Même si cet amendement était adopté, il ne changerait strictement rien à l’accès réel à l’IVG. Les députés de la Nupes peuvent bien se féliciter d’avoir « envoyé un signal à toutes les femmes », il faut rappeler que de nombreux principes inscrits dans la Constitution ne sont jamais appliqués. Par exemple, le préambule de la Constitution de 1946 affirme que tout être humain a le « droit d’obtenir un emploi », ce qui ne change rien au sort des millions de chômeurs que compte notre pays. De même, l’amendement sur l’IVG a beau défendre « l’effectivité » de ce droit, c’est précisément cette effectivité qui recule depuis un certain nombre d’années.

Le gouvernement Macron a voté pour cet amendement à l’Assemblée nationale, mais l’ensemble de sa politique va dans le sens opposé. Dès 2017, Macron a baissé de 25 % le budget du secrétariat d’Etat à l’égalité entre les femmes et les hommes.
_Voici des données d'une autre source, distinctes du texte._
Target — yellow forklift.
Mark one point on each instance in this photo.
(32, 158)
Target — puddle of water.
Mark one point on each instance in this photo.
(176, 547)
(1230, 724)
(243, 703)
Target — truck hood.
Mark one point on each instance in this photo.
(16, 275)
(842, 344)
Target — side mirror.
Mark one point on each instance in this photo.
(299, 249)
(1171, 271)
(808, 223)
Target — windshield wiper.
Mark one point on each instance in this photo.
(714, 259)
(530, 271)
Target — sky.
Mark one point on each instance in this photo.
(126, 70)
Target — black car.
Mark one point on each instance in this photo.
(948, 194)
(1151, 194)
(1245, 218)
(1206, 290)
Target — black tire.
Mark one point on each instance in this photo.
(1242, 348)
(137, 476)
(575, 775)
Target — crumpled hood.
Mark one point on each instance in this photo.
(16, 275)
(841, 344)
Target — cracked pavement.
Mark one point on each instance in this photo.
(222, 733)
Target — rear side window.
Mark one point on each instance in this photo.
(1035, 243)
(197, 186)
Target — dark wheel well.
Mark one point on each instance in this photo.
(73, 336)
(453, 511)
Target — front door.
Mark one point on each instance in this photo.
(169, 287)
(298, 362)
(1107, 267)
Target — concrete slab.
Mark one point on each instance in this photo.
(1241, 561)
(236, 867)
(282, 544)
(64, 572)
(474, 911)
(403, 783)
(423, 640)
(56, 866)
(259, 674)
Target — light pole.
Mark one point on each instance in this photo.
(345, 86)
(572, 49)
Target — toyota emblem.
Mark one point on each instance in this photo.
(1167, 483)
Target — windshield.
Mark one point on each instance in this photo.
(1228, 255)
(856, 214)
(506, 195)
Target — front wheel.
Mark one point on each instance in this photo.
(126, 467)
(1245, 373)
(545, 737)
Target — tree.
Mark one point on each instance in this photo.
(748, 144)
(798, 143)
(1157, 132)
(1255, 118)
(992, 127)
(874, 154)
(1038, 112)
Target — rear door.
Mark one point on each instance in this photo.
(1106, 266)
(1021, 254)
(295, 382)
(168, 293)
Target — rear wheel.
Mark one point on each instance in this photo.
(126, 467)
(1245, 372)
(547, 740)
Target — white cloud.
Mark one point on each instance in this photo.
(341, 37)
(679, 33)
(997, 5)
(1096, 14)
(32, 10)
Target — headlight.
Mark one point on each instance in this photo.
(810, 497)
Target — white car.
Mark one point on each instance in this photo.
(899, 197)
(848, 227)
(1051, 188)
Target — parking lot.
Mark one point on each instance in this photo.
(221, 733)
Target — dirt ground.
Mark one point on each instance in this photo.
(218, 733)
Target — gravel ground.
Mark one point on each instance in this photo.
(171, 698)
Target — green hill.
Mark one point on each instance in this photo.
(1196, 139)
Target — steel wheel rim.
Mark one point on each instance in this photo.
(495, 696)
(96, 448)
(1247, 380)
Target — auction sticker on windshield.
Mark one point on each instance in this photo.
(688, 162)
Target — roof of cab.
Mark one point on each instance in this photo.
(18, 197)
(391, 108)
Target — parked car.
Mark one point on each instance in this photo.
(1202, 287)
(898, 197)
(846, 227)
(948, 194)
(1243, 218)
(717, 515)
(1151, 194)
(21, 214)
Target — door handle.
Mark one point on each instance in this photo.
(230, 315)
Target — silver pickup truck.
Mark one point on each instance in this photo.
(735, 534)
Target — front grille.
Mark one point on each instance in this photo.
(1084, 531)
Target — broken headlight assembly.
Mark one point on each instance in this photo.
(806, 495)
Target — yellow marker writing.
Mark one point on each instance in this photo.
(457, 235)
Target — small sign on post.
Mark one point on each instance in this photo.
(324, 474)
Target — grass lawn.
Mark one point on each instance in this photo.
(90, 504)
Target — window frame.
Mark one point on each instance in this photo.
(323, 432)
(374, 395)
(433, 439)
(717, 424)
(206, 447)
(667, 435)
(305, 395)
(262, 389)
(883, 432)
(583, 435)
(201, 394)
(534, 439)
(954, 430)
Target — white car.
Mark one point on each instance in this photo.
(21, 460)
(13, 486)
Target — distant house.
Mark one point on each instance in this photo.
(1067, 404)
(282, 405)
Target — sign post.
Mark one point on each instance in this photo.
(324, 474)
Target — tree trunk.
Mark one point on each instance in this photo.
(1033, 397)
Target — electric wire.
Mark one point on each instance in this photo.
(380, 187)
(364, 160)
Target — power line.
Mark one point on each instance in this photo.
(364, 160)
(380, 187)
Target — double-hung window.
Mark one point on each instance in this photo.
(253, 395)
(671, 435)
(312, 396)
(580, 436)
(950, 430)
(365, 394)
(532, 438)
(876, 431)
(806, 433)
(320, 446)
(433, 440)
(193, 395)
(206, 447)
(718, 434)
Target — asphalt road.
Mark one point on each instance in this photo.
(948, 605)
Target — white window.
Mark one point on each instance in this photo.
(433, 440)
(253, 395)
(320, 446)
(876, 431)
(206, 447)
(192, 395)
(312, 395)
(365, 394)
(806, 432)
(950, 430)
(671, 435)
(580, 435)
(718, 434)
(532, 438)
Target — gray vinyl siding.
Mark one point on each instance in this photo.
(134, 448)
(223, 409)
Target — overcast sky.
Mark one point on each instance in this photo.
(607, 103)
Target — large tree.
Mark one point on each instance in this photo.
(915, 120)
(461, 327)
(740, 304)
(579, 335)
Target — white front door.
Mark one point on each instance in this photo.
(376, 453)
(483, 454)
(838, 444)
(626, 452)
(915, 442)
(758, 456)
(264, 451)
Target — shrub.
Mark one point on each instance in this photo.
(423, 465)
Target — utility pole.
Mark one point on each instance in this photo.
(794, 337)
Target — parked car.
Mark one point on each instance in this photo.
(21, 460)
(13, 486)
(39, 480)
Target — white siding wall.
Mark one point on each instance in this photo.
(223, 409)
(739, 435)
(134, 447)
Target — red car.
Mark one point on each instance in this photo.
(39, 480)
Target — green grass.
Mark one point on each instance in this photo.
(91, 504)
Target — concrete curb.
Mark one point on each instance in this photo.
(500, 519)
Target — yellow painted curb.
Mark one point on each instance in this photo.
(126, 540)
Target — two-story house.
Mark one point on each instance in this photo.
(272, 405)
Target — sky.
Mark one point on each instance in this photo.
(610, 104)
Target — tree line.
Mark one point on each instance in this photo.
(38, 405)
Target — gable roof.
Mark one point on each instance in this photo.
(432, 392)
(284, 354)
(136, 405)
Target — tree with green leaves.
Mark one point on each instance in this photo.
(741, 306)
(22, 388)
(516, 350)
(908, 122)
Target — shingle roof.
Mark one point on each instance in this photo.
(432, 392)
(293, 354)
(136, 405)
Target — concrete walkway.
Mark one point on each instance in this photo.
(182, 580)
De plus, les politiques d’austérité mises en œuvre par son gouvernement – et par ceux qui l’ont précédé – ont multiplié les obstacles à l’accès à l’IVG. Depuis 15 ans, le Planning familial a dénombré la fermeture de près de 130 centres d’IVG, et a subi des baisses régulières de ses subventions.

En trouvant une formulation permettant à la majorité présidentielle de s’associer à cet amendement, la Nupes a offert aux macronistes une occasion de se donner des airs progressistes, à peu de frais. Marine Le Pen elle-même n’a pas laissé passer l’occasion, alors qu’en 2012 elle dénonçait les soi-disant « avortements de confort » et n’excluait pas de dérembourser l’IVG.

Au lieu de se lancer dans des « avancées » en trompe-l’œil, la Nupes devrait dénoncer l’hypocrisie de ce gouvernement, qui défend les droits des femmes en paroles mais les attaque en pratique. Surtout, la Nupes devrait lutter pour défendre les moyens réels d’accès à l’IVG : contre les baisses de subventions au Planning familial et les fermetures de centres hospitaliers, pour l’abolition de la « clause de conscience », pour l’extension du droit à l’IVG, etc.

Sous le capitalisme, aucun droit, même inscrit dans la Constitution, n’est jamais « garanti ». Pour que toutes les femmes puissent réellement disposer de leur corps, il faudra en finir avec le système capitaliste lui-même.